Jugate: any campaign item picturing two candidates, most often a party's presidential and vice- presidential nominees.  With a third candidate pictured, the item is known as a "trigate."


Lithographed Tin Button or "Litho": a button stamped from a sheet of tin which has the image printed  on the metal.  There is no collet on the reverse and the pin is held in place by the curvature of  edges rounded by the stamping process.  Litho buttons were commonly used for political  campaigns beginning in 1920.  With just two or three exceptions, all litho buttons for candidates  from 1896 through 1916 are reproductions of buttons originally issued as celluloids.


Mechanical: a small lapel device, usually made of brass, that moves or has a covering that snaps open  (normally to reveal an image or slogan) when a spring is activated.  The term is also loosely  applied to any item with moving parts.


Medal: a coin-like metallic item with a size of 1 ¾" or larger, although the term is commonly applied to  items regardless of their size.


Medalet: a coin-like metallic item with a size under 1 ¾", although such items are also commonly  referred to as medals or tokens.


Repin: a button consisting of a printed paper design but not manufactured into a finished button until  years later.


Reproduction: an exact or close copy of the original artifact.


Ribbon: a piece of fabric featuring candidates' pictures and/or political slogans meant to be displayed on  the lapel and often retained for use as a bookmark.


Ribbon Badge: a ribbon that has a medallic or celluloid piece attached to its surface or suspended below.   The reverse top edge normally has a stickpin or bar pin fastener.


Sepia: a reddish-brown or brown color often used instead of black and white to enhance the  attractiveness of a photograph or illustration.  Widely used for buttons from 1896 through the  1940s.

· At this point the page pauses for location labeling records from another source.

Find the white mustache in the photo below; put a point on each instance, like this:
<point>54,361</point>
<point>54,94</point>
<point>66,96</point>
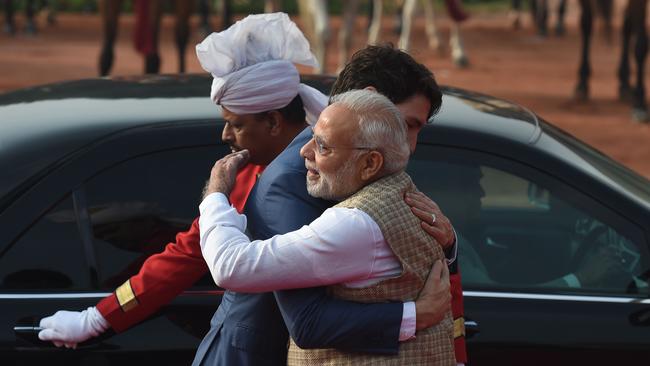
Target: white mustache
<point>310,168</point>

Shell Badge: a lapel device stamped from a thin brass sheet either bearing the candidate's image or with  an opening at the center to serve as a frame for holding tintype or cardboard photos.


Stud: a lapel device, often circular in shape, with a metal shank on the reverse to hold the item in a  buttonhole.


Tab: a flat metal piece, usually lithographed tin, with an extended segment on the top edge which is  folded back for attachment to clothing.


Token: used correctly, the term means a substitute for money; but, within the political items hobby, the  term is loosely applied to any small coin-like metallic item. (See Medal and Medalet.)


Union Bug: refers to the small union label found on many button curls or back papers.  The presence or  absence of a union bug has no bearing on the question of an item's authenticity.


White Metal: the term for a medal containing mostly lead and tin, sometimes referred to as "pot-metal."